Acadiana Business

Direct seafood marketing program expanding

by Walter Pierce

A boat-to-table seafood marketing project is expanding to two areas in southeast Louisiana, with plans for the southwest.

ABBEVILLE, La. (AP) - A boat-to-table seafood marketing project is expanding to two areas in southeast Louisiana, with plans for the southwest.

Boat captains post arrival times and their catch on the Internet. People can place orders before the boat gets in under a program started in 2010 at the Port of Delcambre.

"The goal was to provide a means of economic survival for the struggling owners of commercial fishing operations," said Thomas Hymel, LSU AgCenter seafood project director. "When a shrimp boat lands at the port of Delcambre, the shrimp are now sold in a few hours where it used to take days."

Louisiana Direct Seafood started as a joint effort of the AgCenter, Louisiana Sea Grant, the Twin Parish Port Commission and Iberia Industrial Development Foundation. It has worked so well that the AgCenter and Louisiana Sea Grant got a $560,000 grant from the Gulf States Marine Fisheries Commission to add three more areas, Hymel said.

SouthShore-New Orleans includes the area along the southern shore of Lake Pontchartrain, St. Bernard and south to Plaquemines Parish. The LaTer program area includes Lafourche and Terrebonne parishes. Expansion also is planned into the Cameron Parish coastal area.

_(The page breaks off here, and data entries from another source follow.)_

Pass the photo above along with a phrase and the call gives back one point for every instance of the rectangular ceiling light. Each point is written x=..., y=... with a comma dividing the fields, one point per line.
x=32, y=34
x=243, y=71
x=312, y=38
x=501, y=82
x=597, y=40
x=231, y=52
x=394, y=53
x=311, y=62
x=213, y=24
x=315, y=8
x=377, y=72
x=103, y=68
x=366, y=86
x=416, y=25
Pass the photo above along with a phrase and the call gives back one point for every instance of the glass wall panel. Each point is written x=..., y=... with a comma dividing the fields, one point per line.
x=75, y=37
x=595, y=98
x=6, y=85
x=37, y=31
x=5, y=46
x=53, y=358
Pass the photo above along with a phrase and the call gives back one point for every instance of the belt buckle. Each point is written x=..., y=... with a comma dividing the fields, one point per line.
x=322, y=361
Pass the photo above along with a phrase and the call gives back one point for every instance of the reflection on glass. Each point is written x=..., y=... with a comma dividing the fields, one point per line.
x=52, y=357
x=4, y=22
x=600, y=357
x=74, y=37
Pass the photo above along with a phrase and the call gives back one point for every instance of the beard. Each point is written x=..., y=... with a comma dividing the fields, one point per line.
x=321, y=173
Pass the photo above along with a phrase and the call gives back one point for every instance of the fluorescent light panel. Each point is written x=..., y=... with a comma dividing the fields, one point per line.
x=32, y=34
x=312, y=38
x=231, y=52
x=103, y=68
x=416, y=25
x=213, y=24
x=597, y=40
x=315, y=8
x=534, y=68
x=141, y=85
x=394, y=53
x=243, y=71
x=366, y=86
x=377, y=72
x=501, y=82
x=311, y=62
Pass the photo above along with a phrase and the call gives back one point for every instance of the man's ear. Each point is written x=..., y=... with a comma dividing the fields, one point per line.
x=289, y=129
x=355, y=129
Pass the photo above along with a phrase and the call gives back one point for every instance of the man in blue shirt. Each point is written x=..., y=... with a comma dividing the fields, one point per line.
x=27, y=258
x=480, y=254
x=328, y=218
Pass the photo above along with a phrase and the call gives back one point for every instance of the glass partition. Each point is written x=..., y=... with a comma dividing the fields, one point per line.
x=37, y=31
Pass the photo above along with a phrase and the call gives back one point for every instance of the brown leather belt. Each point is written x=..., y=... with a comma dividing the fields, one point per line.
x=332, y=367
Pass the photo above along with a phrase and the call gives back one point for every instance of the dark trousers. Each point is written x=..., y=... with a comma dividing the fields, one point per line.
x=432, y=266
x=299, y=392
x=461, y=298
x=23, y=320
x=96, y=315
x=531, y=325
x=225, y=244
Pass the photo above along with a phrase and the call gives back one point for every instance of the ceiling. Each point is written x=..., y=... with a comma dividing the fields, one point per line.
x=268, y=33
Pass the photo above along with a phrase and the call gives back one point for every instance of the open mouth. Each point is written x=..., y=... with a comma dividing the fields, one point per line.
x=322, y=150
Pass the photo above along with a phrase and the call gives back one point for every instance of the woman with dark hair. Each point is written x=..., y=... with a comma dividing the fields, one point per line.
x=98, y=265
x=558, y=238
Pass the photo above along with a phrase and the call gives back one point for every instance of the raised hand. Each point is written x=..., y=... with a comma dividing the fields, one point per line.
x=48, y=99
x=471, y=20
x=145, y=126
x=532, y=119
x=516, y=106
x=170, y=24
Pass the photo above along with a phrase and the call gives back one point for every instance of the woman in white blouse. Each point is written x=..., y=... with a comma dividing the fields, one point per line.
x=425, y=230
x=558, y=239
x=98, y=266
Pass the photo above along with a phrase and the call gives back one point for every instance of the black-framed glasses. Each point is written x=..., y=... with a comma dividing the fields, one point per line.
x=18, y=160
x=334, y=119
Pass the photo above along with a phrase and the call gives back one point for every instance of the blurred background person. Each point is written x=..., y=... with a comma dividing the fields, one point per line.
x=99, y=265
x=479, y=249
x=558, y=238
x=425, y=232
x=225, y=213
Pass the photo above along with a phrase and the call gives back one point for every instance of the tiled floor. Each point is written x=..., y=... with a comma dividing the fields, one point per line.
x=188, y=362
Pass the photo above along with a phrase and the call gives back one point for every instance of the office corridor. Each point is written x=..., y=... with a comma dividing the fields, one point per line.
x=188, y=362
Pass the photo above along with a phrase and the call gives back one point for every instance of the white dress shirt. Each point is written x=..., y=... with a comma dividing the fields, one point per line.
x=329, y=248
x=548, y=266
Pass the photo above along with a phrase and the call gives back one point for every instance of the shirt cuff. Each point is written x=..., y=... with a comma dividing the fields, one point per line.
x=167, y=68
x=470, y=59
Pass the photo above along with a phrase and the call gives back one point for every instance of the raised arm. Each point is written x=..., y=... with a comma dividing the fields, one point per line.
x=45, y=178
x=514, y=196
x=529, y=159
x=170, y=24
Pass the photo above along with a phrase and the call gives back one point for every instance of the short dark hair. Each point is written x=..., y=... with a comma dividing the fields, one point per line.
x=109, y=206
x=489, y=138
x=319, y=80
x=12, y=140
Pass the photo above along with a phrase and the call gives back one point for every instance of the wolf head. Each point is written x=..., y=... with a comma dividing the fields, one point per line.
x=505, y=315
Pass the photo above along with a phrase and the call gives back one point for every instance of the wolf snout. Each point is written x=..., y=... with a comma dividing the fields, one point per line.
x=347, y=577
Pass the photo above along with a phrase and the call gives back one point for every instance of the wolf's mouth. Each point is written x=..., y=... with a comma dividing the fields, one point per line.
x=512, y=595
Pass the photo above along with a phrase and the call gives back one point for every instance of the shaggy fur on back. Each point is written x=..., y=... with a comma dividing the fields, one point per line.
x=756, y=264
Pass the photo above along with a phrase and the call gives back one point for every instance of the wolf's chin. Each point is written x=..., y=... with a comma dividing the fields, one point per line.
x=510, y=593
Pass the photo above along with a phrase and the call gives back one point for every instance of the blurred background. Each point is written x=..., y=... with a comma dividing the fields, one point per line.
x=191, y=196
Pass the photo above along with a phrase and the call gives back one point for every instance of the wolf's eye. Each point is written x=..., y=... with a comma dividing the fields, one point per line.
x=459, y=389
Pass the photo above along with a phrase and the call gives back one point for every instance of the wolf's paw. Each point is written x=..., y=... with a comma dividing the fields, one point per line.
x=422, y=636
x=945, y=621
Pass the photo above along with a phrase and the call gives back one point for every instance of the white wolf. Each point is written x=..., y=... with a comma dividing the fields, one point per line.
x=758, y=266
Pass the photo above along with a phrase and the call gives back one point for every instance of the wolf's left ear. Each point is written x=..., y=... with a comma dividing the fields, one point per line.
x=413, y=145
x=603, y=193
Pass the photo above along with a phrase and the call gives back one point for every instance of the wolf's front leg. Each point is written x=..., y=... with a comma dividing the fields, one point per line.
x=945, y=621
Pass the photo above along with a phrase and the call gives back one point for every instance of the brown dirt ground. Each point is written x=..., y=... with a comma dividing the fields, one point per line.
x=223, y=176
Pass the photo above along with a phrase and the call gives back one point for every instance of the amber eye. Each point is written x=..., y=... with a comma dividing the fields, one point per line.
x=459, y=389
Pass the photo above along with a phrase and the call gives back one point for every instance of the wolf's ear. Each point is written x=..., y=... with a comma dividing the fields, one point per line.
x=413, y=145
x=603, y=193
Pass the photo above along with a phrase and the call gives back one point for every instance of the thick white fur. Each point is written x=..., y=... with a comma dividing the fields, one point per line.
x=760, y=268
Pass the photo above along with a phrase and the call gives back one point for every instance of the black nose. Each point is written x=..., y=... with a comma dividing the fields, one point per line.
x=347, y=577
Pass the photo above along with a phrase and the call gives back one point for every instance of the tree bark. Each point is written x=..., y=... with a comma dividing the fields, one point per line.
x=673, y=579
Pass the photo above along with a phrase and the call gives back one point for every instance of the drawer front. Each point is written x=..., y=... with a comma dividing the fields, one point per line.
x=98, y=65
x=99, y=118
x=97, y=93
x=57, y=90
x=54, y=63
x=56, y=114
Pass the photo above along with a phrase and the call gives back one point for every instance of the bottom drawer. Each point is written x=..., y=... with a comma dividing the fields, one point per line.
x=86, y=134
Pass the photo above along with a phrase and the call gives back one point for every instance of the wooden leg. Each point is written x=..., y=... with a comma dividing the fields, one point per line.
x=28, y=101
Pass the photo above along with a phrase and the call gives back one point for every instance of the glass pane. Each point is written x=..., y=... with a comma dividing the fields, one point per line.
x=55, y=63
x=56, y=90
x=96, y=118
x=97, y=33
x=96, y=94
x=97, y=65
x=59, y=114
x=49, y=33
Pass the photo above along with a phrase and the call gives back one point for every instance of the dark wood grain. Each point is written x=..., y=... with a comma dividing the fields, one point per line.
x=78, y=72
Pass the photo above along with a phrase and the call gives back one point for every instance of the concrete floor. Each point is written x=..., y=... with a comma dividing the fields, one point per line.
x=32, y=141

The Louisiana Direct Seafood website, http://louisianadirectseafood.com, provides about buying seafood direct. It links to the four project websites - SouthShore Direct, LaTer Direct, Delcambre Direct and Cameron Direct. Each has a "Fresh Catch" message board.

For fishermen, the website also has videos giving advice on using the program, marketing seafood, using social media to sell their products, boat engine maintenance, obtaining a fresh seafood license and details of hiring foreign labor, Hymel said.

So far, 30 participants are selling seafood out of the Delcambre area, and 25 have signed up in Lafourche and Terrebonne parishes, with 30-40 expected in the New Orleans area, he said.

The program has not started in Cameron yet. That will be more of a challenge because buyers must drive longer, Hymel said.

The project is increasing sales and enabling fishermen to get more money for their catch. "They are getting two to three times the wholesale price," Hymel said. "It is making a difference."

The Delcambre project also developed a local brand offering a value-added frozen shrimp product sold as Vermilion Bay Sweet Shrimp. The shrimp are hand peeled and deveined as a jumbo size. A gumbo shrimp pack is currently being developed under the same brand.

Businesses ask for it, and would buy more if it was available, Hymel said.